"Qatar uses its tremendous wealth to spread chaos," denounces the Arab quartet

Last June 2018, the Arab Quartet formed by the United Arab Emirates (UAE), Saudi Arabia, Bahrain and Egypt, decided to raise its dispute with his country before the International Court of Justice (ICJ), based in The Hague. Neighbor, Qatar The reason he has been facing the two blocks are the accusations that the four nations have launched against Qatar for alleged support and financing of terrorism and, in particular, of the Muslim Brotherhood, an organization born in Egypt and considered a terrorist by the majority of the Gulf monarchies.

In this case, the issue in focus is aviation. The fourth Arab complains that Qatar has repeatedly violated the airspace of the region, something prohibited "under international law", as they defend from the Arab sphere.

Thus, this Monday, the open procedure has begun in the ICJ, in a context marked by the rupture of diplomatic relations and the imposition of the blockade on Qatar in 2017.

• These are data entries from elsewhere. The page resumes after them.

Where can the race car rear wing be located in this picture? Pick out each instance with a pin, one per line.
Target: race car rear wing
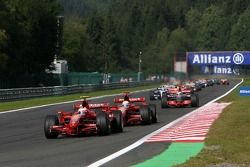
(99, 105)
(139, 99)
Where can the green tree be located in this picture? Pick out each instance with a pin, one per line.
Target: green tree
(213, 31)
(240, 34)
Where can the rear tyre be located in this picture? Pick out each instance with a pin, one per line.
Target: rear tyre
(145, 115)
(117, 123)
(164, 102)
(194, 100)
(153, 113)
(103, 123)
(50, 120)
(151, 95)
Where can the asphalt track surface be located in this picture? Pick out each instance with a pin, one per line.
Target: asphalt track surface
(22, 141)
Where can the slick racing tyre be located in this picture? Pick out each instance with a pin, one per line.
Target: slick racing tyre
(117, 123)
(164, 102)
(153, 112)
(103, 123)
(194, 100)
(145, 115)
(151, 95)
(50, 120)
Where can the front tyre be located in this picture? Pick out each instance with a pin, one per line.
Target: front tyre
(164, 102)
(117, 123)
(194, 100)
(50, 121)
(103, 124)
(145, 115)
(153, 113)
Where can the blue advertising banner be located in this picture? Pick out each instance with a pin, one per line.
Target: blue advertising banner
(216, 58)
(220, 69)
(244, 90)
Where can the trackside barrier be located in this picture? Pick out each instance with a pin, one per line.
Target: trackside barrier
(22, 93)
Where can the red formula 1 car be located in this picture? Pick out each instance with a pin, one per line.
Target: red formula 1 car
(224, 81)
(86, 119)
(180, 97)
(135, 110)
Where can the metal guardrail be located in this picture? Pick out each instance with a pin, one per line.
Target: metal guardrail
(22, 93)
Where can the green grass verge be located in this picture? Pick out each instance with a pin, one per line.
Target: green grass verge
(228, 140)
(5, 106)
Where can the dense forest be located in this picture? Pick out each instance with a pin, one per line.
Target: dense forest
(108, 35)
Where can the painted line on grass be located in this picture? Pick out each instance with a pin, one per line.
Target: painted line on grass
(142, 140)
(53, 104)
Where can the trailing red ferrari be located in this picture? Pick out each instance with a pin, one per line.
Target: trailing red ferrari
(177, 97)
(86, 119)
(135, 110)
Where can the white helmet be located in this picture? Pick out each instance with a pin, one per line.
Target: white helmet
(82, 110)
(125, 104)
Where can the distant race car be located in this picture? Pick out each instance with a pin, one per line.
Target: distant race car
(156, 94)
(86, 119)
(135, 110)
(224, 81)
(177, 97)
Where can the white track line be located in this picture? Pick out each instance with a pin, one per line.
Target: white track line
(46, 105)
(142, 140)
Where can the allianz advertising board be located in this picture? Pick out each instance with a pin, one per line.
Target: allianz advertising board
(219, 58)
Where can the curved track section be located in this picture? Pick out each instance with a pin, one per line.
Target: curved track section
(22, 141)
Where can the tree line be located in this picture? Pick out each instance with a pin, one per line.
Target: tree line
(108, 35)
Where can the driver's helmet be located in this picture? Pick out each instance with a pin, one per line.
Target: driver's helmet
(82, 110)
(85, 104)
(125, 104)
(126, 98)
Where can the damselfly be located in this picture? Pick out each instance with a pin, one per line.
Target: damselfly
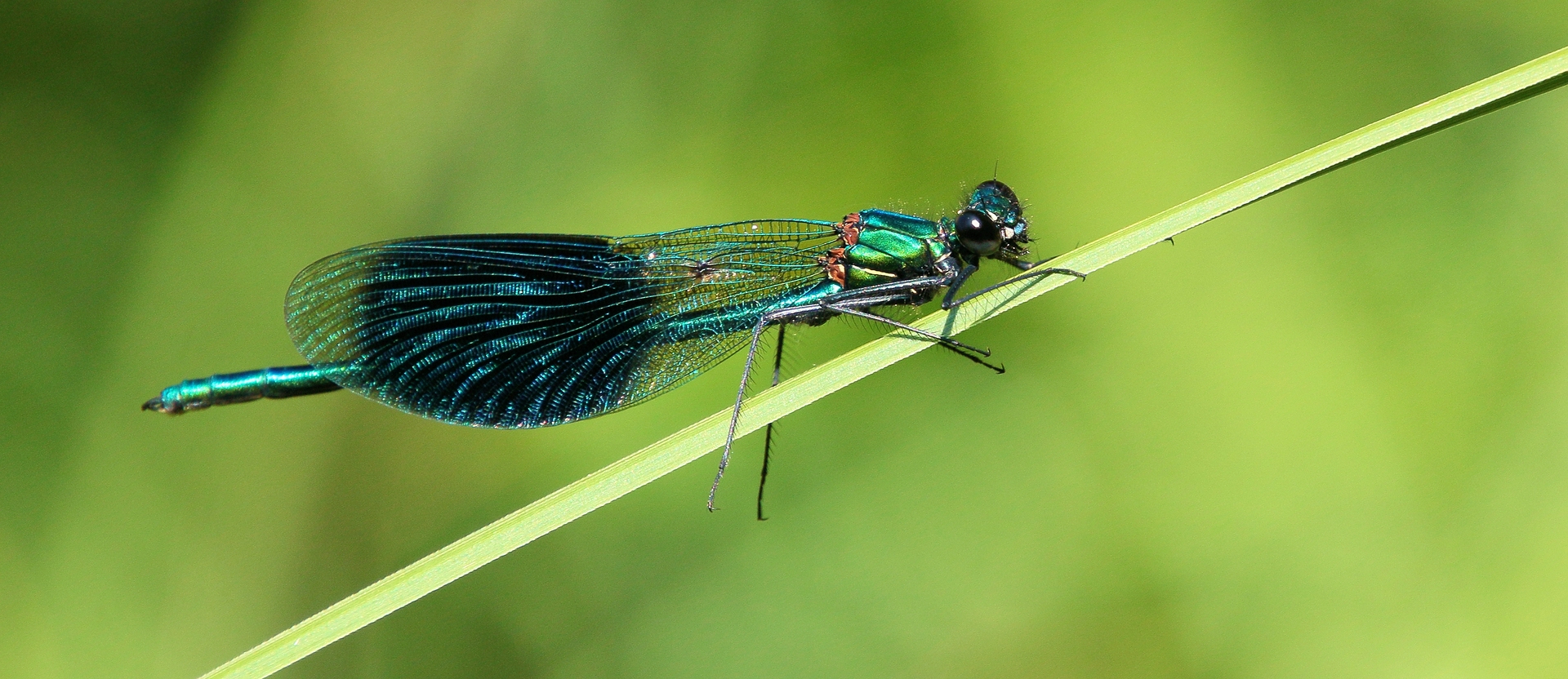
(540, 330)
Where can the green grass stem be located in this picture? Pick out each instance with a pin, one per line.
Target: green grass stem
(692, 442)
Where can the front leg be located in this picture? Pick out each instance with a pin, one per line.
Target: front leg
(1031, 270)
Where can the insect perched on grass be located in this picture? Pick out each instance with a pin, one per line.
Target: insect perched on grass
(540, 330)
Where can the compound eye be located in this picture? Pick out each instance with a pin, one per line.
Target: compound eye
(978, 233)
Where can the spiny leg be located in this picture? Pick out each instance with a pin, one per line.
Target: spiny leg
(778, 316)
(1029, 272)
(908, 328)
(1000, 369)
(767, 438)
(957, 284)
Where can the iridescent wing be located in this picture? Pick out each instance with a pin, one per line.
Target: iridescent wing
(518, 331)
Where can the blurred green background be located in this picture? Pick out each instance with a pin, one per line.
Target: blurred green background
(1324, 437)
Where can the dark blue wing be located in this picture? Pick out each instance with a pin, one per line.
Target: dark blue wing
(504, 330)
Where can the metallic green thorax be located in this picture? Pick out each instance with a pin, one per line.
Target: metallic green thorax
(883, 246)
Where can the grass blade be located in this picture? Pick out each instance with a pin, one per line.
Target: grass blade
(692, 442)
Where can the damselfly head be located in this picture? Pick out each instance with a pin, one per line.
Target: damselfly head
(993, 221)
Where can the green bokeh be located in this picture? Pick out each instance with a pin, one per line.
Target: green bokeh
(1324, 437)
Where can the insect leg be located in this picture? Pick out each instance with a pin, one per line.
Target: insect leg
(908, 328)
(778, 316)
(888, 287)
(1029, 272)
(959, 281)
(767, 438)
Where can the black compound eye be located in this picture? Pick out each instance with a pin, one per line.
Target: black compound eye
(978, 233)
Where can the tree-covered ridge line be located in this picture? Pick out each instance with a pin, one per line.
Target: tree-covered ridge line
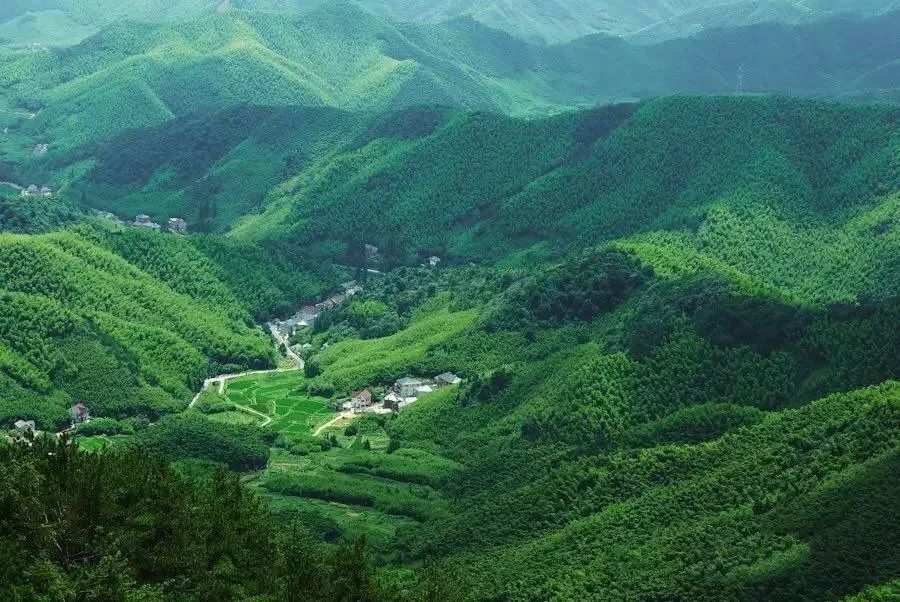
(660, 401)
(39, 21)
(783, 165)
(135, 75)
(130, 322)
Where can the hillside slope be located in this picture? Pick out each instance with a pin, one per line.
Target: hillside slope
(340, 56)
(592, 176)
(129, 323)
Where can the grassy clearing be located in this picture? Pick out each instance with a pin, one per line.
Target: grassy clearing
(277, 395)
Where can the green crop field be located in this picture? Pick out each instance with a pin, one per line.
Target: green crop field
(278, 395)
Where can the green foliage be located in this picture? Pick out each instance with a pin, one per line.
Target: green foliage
(104, 426)
(28, 215)
(194, 436)
(747, 176)
(119, 525)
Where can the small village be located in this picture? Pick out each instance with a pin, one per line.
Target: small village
(174, 225)
(307, 314)
(23, 430)
(402, 394)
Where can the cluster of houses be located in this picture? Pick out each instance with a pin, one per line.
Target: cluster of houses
(401, 394)
(308, 314)
(78, 414)
(33, 191)
(175, 225)
(375, 257)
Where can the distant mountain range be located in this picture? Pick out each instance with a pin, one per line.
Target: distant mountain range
(339, 55)
(55, 22)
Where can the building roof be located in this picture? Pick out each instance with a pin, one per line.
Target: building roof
(364, 394)
(449, 378)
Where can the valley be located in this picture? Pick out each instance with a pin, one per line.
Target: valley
(458, 300)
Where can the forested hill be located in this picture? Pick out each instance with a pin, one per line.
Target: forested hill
(482, 185)
(130, 322)
(340, 55)
(67, 21)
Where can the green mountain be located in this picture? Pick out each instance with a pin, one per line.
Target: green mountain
(564, 20)
(130, 322)
(592, 176)
(134, 76)
(672, 321)
(62, 22)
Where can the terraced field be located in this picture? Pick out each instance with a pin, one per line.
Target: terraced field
(277, 395)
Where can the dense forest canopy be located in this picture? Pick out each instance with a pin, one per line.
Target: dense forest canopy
(395, 300)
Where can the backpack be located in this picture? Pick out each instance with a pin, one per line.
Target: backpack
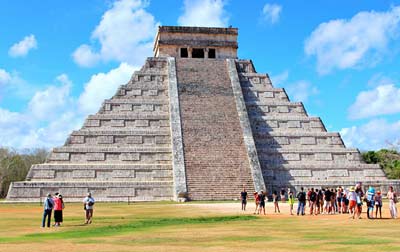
(301, 196)
(49, 204)
(313, 196)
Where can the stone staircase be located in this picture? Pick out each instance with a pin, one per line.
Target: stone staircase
(122, 153)
(294, 149)
(215, 156)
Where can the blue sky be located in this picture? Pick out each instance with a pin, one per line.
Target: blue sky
(60, 59)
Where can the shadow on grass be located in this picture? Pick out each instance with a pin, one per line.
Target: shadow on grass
(110, 230)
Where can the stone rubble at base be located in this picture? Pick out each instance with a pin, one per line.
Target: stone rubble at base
(197, 128)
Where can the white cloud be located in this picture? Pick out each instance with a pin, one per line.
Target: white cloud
(301, 91)
(383, 100)
(102, 86)
(374, 135)
(208, 13)
(22, 48)
(271, 12)
(47, 104)
(125, 34)
(279, 79)
(349, 43)
(5, 77)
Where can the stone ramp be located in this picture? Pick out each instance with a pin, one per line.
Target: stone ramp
(294, 149)
(216, 161)
(123, 151)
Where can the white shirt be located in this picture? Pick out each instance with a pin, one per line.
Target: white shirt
(87, 200)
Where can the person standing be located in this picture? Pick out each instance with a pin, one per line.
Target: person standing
(291, 202)
(58, 207)
(261, 208)
(48, 207)
(88, 204)
(301, 196)
(243, 196)
(392, 202)
(378, 204)
(275, 201)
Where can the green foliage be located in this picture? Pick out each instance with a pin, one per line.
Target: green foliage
(15, 166)
(388, 159)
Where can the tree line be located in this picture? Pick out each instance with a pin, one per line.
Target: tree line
(14, 166)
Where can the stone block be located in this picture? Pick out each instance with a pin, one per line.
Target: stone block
(291, 156)
(307, 140)
(95, 156)
(123, 174)
(77, 139)
(129, 156)
(48, 174)
(117, 123)
(293, 124)
(83, 174)
(337, 173)
(323, 156)
(141, 123)
(57, 156)
(105, 139)
(300, 173)
(134, 140)
(125, 107)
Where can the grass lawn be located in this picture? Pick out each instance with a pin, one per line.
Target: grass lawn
(191, 227)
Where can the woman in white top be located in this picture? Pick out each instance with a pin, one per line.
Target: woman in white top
(392, 202)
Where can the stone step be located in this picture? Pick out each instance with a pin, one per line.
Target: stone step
(101, 172)
(102, 191)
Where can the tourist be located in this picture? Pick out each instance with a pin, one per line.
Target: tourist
(378, 204)
(48, 207)
(283, 195)
(243, 196)
(301, 196)
(317, 202)
(257, 201)
(370, 202)
(291, 202)
(392, 202)
(313, 199)
(352, 197)
(359, 195)
(88, 203)
(261, 207)
(275, 201)
(58, 207)
(327, 201)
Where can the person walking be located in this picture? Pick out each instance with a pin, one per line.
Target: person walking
(88, 204)
(291, 202)
(275, 201)
(58, 208)
(48, 207)
(301, 196)
(261, 208)
(392, 202)
(243, 196)
(378, 204)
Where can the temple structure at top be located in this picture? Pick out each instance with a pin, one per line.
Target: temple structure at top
(196, 123)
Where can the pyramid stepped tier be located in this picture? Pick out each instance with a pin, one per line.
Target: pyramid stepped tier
(124, 150)
(295, 149)
(215, 155)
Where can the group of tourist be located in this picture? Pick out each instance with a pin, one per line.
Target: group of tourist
(56, 203)
(328, 201)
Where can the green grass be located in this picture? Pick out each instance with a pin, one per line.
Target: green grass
(161, 226)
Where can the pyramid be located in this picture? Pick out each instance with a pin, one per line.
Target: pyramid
(196, 122)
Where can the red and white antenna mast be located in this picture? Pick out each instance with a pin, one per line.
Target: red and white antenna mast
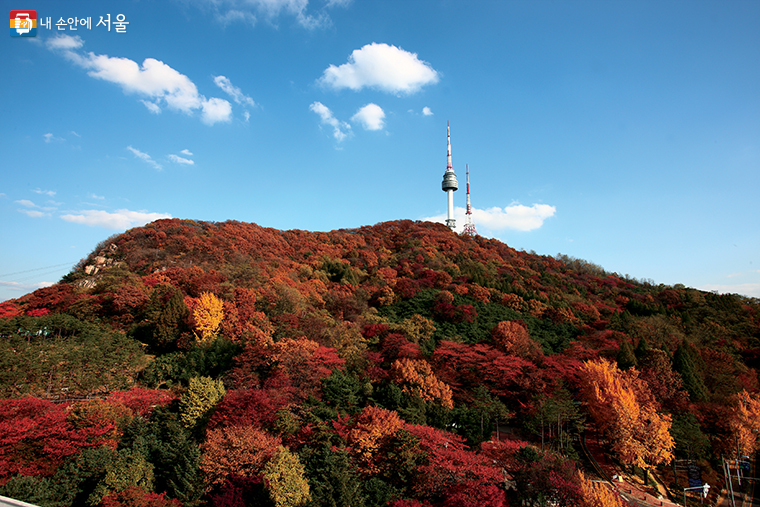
(469, 227)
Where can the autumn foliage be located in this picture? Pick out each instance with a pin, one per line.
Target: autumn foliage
(229, 364)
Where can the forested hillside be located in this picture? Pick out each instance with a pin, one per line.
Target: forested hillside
(226, 364)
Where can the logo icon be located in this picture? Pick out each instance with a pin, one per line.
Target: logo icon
(23, 23)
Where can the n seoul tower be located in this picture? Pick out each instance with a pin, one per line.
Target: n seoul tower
(450, 184)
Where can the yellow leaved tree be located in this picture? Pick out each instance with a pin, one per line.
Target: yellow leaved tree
(417, 378)
(208, 315)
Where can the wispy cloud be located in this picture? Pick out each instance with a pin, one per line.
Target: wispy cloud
(33, 213)
(751, 289)
(233, 91)
(145, 157)
(25, 287)
(249, 12)
(516, 217)
(181, 160)
(371, 117)
(383, 67)
(49, 138)
(341, 129)
(157, 82)
(119, 220)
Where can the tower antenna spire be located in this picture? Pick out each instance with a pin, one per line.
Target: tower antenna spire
(450, 184)
(469, 227)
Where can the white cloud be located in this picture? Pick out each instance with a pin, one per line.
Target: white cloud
(49, 138)
(341, 129)
(215, 110)
(120, 220)
(370, 116)
(181, 160)
(233, 91)
(153, 79)
(152, 106)
(493, 220)
(383, 67)
(145, 157)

At the first hearing, the ambassador of the United Arab Emirates in the Netherlands, Hissa Al Otaiba, he has claimed that Qatar "had faced legitimate countermeasures," since "Qatar's support for terrorist groups is well known and widely informed." In this line and as the Emirati media The National explains, during the hearing, "it was alleged that the Doha authorities financed militant groups, welcomed their leaders and used the region's airspace illegally in the process."

As explained by Al Otaiba, one of the most blatant rape episodes was the one that took place in December 2015, when about twenty Qatari citizens, including members of the royal family, were kidnapped by an armed group consisting of a hundred men in southern Iraq. "In April 2017, Qatar tried to pay hundreds of millions of dollars to terrorist groups, including Al-Qaeda affiliated groups, as a ransom," added the Emirati ambassador. To transport the huge amount of cash, the state airline Qatar Airways was used, as Al Otaiba has revealed.

Similarly, in January 2018, UAE filed an appeal with the International Civil Aviation Organization (ICAO) for the alleged interception of an Emirati commercial aircraft during a flight to Bahrain by Qatar. Then, this Gulf country responded by filing a complaint with the UN accusing an Emirati aircraft of violating its airspace.

"This small country has used its tremendous wealth to spread the chaos," said the Egyptian ambassador to the Netherlands, Amgad Maher Abdel Ghaffar. Among other allegations, representatives of the Arab Quartet have also assured that Khalifa Al Subaiy, designated as a "terrorist financer" by the UN Security Council, "operated freely in Qatar without restrictions."

When the UAE, Saudi Arabia, Bahrain and Egypt announced their decision to refer the matter to the ICJ in June 2018, the statement already denounced that Qatar was “constantly and severely violating all sovereign rights of the four countries, including interference in its internal affairs and support for terrorism, making this conflict primarily a security policy. ” The Arab Quartet has always criticized the "destructive" role of Qatar in the area, especially for its supposed underground support to organizations such as the Muslim Brotherhood, considered terrorists by most of the Gulf monarchies.

The four Arab nations chose to raise the dispute to the Court after considering that ICAO, which was in charge of the issue, was not "competent to consider the dispute."